The International Atomic Energy Agency's goal now is the same as Washington's 23 years ago as it prepares for next month's launch of its Low Enriched Uranium Bank in the city of Oskemen -- to prevent nuclear proliferation.
But this time there will be no weapons-grade uranium involved and in the best-case scenario the $150-million bank will never need to be used.
IAEA member states will be able to "draw" low-enriched uranium at market prices if supplies of fuel to a nuclear power plant are disrupted "due to exceptional circumstances", but the bank will be a lender of last resort.
The aim is to discourage nations from spending time and money on developing nuclear-enrichment technologies that might be used to purify uranium to weapons-grade levels, and to deter countries from trying to obtain uranium illegally.
The IAEA wants to have a means to avert any new dispute similar to the standoff over Iran's atomic programme before world powers reached a deal with Tehran to limit its nuclear activities.

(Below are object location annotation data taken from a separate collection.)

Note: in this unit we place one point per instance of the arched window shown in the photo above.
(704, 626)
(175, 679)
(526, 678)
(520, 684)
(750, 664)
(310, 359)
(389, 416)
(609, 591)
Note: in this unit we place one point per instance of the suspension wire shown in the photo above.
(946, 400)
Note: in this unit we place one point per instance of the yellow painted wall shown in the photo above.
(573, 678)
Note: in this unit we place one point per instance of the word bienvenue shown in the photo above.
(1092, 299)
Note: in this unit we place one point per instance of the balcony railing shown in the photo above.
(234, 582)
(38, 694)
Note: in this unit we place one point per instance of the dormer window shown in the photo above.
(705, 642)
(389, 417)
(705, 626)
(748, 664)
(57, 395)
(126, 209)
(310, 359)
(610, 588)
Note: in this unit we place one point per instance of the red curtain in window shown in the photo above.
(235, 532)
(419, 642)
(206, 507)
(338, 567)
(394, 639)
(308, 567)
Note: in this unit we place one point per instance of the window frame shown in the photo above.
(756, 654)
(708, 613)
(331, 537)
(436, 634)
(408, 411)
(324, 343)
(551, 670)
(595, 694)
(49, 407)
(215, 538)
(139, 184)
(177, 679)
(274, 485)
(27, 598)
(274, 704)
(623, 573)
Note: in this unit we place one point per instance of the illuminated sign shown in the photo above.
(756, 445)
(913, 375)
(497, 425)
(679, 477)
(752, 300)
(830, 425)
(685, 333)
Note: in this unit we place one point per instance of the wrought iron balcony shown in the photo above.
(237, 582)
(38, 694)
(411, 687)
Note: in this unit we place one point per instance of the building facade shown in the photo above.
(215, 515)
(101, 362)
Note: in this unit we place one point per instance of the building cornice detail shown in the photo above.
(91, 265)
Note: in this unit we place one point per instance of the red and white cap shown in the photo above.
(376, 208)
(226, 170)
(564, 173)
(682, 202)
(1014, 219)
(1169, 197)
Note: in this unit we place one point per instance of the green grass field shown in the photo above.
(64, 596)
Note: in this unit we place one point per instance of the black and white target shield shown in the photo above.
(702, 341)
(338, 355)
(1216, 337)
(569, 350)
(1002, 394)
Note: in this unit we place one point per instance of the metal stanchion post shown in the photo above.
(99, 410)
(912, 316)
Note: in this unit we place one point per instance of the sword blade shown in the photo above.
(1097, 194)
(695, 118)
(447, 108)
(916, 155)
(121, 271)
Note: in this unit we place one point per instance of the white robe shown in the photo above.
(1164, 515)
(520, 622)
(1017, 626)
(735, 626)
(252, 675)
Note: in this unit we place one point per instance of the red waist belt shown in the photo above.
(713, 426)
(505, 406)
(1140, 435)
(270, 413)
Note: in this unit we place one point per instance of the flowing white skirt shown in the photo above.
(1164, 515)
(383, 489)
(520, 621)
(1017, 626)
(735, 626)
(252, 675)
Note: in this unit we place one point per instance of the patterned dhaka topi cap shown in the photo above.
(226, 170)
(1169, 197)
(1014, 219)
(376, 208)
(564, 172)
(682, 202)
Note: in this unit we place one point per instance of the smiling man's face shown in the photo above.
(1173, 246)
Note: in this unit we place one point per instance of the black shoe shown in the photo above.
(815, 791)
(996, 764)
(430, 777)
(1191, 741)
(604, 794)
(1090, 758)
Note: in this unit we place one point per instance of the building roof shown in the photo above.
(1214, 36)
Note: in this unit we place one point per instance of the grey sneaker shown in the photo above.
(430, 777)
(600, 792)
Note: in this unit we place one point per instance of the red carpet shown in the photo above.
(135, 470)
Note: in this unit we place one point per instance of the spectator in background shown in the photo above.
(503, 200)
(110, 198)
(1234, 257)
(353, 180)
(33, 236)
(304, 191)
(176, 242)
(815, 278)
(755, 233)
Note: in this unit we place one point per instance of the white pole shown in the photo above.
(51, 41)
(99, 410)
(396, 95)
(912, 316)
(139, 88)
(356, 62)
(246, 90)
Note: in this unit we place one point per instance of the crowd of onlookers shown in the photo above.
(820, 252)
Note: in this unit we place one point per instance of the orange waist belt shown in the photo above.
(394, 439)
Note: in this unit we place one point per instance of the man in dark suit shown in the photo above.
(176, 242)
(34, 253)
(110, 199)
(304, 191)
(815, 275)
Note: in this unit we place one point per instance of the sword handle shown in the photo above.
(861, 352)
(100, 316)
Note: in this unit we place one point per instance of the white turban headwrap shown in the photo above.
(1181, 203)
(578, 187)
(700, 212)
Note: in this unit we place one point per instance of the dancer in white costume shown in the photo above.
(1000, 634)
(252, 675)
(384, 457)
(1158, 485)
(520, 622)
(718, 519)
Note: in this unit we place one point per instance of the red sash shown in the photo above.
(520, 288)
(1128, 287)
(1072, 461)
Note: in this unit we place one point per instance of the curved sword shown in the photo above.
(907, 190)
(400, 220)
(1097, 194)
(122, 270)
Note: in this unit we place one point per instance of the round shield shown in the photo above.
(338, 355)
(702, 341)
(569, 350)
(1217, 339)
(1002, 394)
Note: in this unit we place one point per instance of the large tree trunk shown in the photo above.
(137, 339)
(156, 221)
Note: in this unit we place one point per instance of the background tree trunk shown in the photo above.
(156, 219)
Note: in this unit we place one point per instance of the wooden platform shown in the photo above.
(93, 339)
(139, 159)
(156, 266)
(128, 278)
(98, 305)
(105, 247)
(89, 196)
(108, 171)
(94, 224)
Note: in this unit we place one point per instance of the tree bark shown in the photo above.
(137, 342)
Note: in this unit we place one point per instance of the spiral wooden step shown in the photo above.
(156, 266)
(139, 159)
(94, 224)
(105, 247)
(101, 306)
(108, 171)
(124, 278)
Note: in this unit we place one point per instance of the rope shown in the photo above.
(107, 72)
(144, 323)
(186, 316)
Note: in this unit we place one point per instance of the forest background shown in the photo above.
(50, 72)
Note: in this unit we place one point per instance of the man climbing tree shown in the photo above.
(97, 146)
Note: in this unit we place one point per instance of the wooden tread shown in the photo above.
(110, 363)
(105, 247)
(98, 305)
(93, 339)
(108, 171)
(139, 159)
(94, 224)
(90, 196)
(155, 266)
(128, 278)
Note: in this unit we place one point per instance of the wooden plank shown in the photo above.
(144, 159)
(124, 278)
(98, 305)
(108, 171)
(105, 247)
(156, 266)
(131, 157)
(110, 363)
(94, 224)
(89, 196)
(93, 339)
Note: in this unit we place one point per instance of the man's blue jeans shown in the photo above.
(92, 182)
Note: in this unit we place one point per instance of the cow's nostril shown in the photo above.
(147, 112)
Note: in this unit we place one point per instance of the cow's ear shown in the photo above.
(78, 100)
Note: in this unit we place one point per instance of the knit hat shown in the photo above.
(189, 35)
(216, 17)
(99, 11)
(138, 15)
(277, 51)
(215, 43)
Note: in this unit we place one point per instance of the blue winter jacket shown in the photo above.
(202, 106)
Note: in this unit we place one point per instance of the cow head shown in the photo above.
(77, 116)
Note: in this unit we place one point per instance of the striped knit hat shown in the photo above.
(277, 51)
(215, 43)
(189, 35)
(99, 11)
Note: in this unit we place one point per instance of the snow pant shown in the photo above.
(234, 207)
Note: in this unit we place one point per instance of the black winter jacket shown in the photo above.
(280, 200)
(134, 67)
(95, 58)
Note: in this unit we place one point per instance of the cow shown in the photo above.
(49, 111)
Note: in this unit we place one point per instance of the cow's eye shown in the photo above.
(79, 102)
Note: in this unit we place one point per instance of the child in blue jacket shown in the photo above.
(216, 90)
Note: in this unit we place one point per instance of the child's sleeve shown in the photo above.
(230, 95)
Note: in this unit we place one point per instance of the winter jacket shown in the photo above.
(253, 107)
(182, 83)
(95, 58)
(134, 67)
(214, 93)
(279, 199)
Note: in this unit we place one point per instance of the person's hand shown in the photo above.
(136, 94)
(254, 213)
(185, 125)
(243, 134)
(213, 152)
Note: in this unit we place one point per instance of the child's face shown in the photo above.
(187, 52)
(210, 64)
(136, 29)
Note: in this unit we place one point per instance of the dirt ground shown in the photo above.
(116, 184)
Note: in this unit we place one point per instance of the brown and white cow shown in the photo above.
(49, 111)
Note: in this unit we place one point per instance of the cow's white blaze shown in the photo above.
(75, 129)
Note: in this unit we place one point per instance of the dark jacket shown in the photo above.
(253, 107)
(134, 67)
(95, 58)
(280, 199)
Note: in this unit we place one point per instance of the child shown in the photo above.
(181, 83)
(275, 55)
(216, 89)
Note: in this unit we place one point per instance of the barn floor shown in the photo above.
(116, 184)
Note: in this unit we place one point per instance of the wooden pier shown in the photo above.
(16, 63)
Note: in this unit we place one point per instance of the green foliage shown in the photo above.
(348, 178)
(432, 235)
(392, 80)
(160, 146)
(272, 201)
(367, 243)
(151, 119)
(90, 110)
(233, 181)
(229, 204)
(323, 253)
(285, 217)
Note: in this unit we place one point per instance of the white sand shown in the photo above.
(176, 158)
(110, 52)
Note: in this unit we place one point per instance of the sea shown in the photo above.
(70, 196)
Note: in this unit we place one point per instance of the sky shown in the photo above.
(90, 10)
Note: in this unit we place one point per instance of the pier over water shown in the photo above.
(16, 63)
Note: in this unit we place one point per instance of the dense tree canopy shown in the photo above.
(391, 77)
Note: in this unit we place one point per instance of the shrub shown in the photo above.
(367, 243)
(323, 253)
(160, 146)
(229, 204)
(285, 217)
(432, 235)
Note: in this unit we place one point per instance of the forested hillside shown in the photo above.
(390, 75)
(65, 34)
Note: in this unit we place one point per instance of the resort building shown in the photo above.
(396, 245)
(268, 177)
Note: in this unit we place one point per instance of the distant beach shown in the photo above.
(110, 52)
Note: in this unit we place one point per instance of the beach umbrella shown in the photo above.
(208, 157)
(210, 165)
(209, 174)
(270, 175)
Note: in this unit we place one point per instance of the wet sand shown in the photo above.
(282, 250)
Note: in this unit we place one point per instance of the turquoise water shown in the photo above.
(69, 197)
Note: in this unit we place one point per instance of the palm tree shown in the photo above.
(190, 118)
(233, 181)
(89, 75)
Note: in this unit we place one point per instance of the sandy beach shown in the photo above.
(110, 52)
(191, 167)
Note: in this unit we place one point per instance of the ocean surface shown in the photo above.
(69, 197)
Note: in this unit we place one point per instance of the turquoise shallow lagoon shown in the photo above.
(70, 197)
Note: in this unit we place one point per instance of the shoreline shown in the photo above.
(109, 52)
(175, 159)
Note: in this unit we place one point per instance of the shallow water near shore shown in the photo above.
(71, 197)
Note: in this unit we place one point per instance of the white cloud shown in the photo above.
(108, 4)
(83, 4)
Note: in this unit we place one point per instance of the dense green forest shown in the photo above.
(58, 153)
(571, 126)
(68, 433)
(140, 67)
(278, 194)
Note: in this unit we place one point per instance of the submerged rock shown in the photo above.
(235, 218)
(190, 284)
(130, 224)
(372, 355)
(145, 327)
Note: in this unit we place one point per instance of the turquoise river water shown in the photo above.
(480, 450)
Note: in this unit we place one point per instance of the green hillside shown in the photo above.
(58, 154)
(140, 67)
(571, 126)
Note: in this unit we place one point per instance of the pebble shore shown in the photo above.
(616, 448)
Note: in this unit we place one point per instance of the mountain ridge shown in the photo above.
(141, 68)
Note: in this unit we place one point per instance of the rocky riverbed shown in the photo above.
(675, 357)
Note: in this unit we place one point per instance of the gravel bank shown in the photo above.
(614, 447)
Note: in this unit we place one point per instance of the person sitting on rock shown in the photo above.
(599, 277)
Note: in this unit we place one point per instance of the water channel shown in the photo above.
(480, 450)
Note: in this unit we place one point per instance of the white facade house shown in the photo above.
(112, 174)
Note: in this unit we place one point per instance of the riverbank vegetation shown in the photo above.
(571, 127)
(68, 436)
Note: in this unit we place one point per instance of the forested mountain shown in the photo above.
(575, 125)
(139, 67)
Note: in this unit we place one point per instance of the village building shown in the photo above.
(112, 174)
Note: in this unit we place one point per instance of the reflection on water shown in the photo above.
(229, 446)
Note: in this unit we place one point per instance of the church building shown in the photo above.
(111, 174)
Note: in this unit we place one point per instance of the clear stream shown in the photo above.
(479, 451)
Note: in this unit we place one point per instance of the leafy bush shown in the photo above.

Funding to build the low-enriched uranium bank in eastern Kazakhstan, about 1,000 km (620 miles) from the capital Astana, came from several countries including the United States, and U.S. billionaire Warren Buffett contributed $50 million.
Based in a small industrial building on the territory of the Ulba Metallurgical Plant (UMP), set up in the 1940s to produce components for the Soviet nuclear arms programme, the bank will store up to 90 tonnes of low-enriched uranium - enough for a light-water reactor to power a large city for three years.
Security will be tight. The bank, which has its own railway terminal, is surrounded by a metal netting fence that is about 3.5 meters high and packed with security cameras.
Kazakhstan was a logical choice as host because it is the world's biggest producer of uranium.
Uranium hexafluoride - a highly toxic, white-grey, waxy solid used in the enrichment process --will be stored at the bank in 60 cylinder-shaped containers. It cannot immediately be turned into fuel, a process which would take several months.